The man laughed like bugs crawling over stones. There was something about him that should have been unsettling, Teague knew that, but mostly he felt comfortable. It felt like this was someone he had been waiting to meet for a long time.
“Ya can talk to me. Ya know what’s happening with that man?”
Teague looked over his shoulder. Up close, the stranger smelled like dirt, and in fact there was dirt, scattered on his coat and caked on to his boots. He was so tall he needed to stoop to fit under the store’s awning.
“He’s dying. My Aunt is trayna help, but he’s dying.”
“Your Aunt ain’t all that good at healing the dying. Not when I’m already here. Ya want the man to die?”
Teague shrugged. It wasn’t that he wanted to see anything bad happen, it was just out of his control. It was hard to care about things like that, even when he knew he should. “I guess not.”
“Maybe he’s gotta son like you, little Through.”
Teague shrugged again. The Dark Thing hadn’t mentioned anything like that. It was too busy listening to what this tall man had to say.
“You wanna save him?” the tall man asked.
“I can’t. I dunno how to do that.”
The man grinned from beneath his hat. “I’ll teach ya. First time won’t cost ya much.” He turned and pointed with one bony hand through the window of the store. “Ya see those little bottles by the register? Take one and give it to me.”
Teague looked from the tall man to the man in the street and back. It seemed easy, and the Dark Thing certainly agreed with the idea. This was what he was supposed to do, the Dark Thing told him. They had figured it out, finally. Still, Teague had a few misgivings. He could practically hear Grace in the back of his mind.
“That’s stealing. Aunt Grace says it’s wrong to steal.”
The tall man laughed again. “Let me tell you something, little Through.” He leaned down to put his face closer to Teague’s. Up close, he looked even more unsettling, skeletal, but Teague didn’t feel the slightest bit of fear. In fact, he kind of liked this man. “Lots of rules ain’t gonna apply to you. Better get used to that now.”
Teague considered. If the man said it was alright, it was probably alright. And it would be nice to save the man in the street. People seemed to care about that. Grace seemed to care.

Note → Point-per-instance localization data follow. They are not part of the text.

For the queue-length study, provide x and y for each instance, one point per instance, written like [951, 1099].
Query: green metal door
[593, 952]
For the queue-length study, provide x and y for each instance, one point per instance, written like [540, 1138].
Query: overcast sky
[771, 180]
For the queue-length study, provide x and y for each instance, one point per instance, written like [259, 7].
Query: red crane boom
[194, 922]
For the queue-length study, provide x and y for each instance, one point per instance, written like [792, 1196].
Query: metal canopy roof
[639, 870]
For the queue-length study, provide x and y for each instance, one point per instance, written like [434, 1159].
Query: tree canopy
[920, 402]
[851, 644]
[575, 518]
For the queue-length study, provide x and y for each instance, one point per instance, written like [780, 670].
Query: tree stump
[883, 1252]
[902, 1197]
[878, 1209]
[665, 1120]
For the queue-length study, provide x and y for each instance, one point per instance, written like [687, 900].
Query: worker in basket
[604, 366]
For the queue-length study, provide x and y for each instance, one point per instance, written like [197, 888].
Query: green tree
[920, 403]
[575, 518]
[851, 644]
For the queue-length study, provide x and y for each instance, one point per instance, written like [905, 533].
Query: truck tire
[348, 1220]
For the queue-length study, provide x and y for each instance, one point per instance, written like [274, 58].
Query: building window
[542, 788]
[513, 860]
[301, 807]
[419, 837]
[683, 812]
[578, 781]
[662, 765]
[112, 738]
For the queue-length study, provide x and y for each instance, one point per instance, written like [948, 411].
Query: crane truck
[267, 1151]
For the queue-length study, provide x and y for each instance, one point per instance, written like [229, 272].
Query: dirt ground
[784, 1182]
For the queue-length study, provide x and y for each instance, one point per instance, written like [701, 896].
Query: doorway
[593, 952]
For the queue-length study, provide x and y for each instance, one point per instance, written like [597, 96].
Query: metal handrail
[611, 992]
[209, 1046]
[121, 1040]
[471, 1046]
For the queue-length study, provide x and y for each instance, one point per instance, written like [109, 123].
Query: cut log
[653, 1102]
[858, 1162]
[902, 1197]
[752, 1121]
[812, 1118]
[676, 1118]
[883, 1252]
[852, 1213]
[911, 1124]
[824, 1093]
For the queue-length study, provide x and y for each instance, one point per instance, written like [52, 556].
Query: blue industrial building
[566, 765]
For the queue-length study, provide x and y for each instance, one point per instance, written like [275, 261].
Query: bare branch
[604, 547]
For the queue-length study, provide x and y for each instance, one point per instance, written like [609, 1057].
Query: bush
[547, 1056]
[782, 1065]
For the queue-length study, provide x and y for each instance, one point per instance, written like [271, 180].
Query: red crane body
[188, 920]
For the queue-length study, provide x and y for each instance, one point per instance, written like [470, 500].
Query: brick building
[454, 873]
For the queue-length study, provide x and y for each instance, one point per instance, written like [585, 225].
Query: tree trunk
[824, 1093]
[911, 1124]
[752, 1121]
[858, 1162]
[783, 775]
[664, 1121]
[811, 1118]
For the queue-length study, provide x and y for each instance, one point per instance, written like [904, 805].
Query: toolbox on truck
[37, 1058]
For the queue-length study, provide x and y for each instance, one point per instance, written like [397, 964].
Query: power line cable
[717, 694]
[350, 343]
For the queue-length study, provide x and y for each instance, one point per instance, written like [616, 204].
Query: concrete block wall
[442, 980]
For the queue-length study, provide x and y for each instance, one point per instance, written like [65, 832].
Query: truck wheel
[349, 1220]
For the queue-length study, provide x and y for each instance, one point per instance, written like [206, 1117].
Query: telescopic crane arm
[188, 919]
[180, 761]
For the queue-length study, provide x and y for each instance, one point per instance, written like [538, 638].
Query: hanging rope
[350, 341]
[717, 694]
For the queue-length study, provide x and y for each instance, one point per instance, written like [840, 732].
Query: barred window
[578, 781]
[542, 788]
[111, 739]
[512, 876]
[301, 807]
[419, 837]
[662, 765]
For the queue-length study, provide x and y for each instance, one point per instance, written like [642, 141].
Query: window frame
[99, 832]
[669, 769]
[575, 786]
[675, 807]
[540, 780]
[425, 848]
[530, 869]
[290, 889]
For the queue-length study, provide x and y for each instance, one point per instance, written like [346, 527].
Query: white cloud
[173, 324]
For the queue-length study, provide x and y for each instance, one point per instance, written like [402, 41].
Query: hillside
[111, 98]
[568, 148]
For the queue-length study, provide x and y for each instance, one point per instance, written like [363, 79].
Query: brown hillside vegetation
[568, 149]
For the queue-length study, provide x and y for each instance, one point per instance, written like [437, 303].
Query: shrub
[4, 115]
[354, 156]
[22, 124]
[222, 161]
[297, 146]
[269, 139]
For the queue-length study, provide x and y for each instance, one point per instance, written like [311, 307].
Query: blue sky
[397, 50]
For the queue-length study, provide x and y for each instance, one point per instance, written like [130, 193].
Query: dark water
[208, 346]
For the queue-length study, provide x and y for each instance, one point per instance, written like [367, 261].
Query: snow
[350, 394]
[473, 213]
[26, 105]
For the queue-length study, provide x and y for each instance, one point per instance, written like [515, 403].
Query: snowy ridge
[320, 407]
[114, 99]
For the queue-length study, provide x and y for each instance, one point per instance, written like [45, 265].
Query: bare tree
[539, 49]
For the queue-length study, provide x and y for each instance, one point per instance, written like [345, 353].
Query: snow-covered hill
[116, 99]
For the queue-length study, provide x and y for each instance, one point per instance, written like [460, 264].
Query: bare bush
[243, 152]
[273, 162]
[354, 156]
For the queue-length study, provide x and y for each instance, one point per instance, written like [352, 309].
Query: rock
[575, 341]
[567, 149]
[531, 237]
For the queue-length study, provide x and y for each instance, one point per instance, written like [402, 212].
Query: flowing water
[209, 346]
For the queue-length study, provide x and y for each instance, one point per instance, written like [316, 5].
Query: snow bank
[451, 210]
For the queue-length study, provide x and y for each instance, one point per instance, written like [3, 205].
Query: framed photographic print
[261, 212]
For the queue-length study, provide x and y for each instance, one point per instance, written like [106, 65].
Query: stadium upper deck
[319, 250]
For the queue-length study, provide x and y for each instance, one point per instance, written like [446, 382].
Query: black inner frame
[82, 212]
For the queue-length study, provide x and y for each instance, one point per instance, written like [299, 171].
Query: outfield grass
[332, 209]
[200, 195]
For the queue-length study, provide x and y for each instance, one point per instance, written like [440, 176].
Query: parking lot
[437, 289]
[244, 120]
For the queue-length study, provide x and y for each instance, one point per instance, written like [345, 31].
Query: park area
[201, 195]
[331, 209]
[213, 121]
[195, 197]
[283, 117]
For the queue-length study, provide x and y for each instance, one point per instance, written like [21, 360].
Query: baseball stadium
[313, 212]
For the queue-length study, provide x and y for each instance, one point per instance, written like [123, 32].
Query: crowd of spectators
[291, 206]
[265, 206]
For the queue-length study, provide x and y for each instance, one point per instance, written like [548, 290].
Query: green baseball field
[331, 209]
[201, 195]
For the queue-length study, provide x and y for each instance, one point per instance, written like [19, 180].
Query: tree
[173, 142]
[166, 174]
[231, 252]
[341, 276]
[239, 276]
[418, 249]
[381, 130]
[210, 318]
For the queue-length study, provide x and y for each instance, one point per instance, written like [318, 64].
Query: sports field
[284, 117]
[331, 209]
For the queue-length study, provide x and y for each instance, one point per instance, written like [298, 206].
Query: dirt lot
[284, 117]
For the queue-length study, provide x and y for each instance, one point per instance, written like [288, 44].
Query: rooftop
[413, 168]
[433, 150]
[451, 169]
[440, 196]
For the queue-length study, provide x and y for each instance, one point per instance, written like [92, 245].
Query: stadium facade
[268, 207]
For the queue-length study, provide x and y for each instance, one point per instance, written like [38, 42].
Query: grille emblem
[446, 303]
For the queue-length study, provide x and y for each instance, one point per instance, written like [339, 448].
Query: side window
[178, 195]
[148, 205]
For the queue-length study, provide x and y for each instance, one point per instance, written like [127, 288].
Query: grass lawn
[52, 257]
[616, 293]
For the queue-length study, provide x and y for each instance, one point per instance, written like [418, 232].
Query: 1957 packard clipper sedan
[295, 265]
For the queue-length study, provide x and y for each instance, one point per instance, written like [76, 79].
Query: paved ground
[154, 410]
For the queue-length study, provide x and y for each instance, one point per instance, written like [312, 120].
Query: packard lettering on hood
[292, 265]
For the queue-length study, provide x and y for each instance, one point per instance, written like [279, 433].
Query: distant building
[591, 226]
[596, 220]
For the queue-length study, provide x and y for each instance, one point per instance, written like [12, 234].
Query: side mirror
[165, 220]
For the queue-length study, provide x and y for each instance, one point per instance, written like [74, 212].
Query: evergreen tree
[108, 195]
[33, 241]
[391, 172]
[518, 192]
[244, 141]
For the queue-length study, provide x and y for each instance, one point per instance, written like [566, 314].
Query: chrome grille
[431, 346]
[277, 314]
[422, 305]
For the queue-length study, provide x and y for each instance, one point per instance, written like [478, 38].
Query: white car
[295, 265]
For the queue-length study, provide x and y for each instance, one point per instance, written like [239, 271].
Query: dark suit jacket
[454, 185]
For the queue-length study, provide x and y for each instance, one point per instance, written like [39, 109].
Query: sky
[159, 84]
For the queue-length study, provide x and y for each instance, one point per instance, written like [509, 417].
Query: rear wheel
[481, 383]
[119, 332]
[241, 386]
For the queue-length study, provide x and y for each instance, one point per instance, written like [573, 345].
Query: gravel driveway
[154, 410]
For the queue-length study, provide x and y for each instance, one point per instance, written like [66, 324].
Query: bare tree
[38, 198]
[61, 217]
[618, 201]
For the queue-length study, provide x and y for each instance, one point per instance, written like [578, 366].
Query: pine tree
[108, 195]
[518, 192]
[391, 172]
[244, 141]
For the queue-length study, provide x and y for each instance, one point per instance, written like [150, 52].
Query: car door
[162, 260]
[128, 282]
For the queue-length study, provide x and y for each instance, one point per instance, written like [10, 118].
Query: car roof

They would forgive him for taking the bottle.
“Okay,” he agreed, and let the Dark Thing pull around him. He couldn’t ever be invisible, but the Dark Thing had taught him how to go places unnoticed. If they didn’t know to look, they wouldn’t see.
Inside the shop, he snuck to the counter and waited until the man standing there looked away before reaching up and fishing a bottle from the jar. It all took less than a minute for Teague to get what he wanted and return to where the tall man waited.
He held out the bottle. “Here you go.”
The tall man clicked his tongue. “Nah, little Through. Do it right.”
Teague frowned. He thought he was doing exactly what the tall man had asked of him but… the Dark Thing whispered an answer. He wasn’t doing it right, not yet.
“Okay. Um…I want to trade you this,” Teague held up the bottle. “In exchange for helping save that man’s life.” The Dark Thing prompted him to continue. “And that’s all I want to do.”
The tall man accepted the bottle with a wide grin and snapped it open. As he tipped it into his mouth, he laughed. “Ya gonna be good at this, little Through.”